No. Something's wrong.

Nothing's wrong. I'm just tired.

I can see past that, and we both know it.

"Don't worry about me. I'm okay. I just didn't sleep last night,"I waved him off.

Liar.

"Stop that. Don't use that anymore. Just stop acting like you know anything about me. You're not my therapist. You're just another damaged kid in a ruined world."

He looked at me like he had stumbled across something important. I could tell he was remembering something significant. I don't know what it was, and I didn't care.

Liar. You're a liar.

Yeah, I am but not about this. He could disappear in front of my eyes, and I wouldn't blink.

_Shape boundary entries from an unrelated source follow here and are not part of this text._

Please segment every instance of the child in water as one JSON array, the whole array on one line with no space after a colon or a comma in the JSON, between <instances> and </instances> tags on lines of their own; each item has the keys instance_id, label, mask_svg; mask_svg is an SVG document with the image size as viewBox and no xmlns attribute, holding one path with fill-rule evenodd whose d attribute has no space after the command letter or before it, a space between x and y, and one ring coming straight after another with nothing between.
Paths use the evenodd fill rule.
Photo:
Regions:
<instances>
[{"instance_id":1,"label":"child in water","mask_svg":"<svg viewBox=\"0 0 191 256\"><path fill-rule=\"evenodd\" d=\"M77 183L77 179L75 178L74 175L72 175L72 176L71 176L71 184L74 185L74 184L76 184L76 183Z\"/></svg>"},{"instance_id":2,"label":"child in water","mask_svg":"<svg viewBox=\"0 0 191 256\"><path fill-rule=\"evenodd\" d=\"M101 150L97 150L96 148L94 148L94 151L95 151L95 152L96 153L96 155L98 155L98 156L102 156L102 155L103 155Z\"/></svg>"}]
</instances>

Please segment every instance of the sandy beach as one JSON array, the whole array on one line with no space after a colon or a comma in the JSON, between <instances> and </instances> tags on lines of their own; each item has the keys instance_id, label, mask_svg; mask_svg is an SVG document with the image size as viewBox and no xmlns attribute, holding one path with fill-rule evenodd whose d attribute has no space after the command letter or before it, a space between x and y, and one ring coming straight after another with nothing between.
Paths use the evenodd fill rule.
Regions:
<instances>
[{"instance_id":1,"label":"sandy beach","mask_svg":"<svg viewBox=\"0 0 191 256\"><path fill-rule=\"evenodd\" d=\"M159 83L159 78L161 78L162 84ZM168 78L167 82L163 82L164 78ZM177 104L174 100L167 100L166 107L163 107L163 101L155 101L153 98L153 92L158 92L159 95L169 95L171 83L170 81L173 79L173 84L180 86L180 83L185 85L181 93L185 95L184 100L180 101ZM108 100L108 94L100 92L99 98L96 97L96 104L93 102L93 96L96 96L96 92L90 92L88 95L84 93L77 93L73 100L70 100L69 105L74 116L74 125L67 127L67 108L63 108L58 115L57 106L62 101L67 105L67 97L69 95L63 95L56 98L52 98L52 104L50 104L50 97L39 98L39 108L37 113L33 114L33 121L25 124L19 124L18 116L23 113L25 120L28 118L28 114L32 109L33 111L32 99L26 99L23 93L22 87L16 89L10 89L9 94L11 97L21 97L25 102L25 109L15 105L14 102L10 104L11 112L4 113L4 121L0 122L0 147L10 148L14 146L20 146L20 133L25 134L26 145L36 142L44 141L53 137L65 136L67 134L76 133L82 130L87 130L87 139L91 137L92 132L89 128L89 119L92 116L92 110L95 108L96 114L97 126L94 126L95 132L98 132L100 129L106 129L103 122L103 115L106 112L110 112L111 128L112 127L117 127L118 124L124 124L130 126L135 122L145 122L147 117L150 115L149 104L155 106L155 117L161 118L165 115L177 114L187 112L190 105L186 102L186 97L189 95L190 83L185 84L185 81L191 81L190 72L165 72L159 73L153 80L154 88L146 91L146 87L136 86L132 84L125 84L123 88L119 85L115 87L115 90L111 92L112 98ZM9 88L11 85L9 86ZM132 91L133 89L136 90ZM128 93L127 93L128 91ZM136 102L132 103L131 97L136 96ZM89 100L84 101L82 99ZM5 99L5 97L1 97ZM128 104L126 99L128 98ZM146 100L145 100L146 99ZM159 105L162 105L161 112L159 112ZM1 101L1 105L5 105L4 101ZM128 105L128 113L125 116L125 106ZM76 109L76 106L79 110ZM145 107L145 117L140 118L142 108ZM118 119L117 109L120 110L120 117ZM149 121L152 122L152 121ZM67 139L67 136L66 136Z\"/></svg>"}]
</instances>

"It sounds like there's more you want to say, and yeah I am a damaged kid in a damaged world. Look around. We could die at any minute."

"What's your point?"

"We didn't ask to be this way. We didn't deserve to be let down by everyone in our lives, by all the adults who were supposed to protect us, but we were. Now we move forward because if you spend all your time thinking about that you'll lose your mind. I learned that first hand."

It sounded rehearsed, almost memorized. He looked puzzled at everything I was doing. I knew I had to get up, but I couldn't.

I just want to wait here until the others are ready to leave.

Then, I'll stay with you.

"You can't,"I sighed.
"Why?"He asked.

"Because I'll start talking again, and I'm scared I won't be able to stop."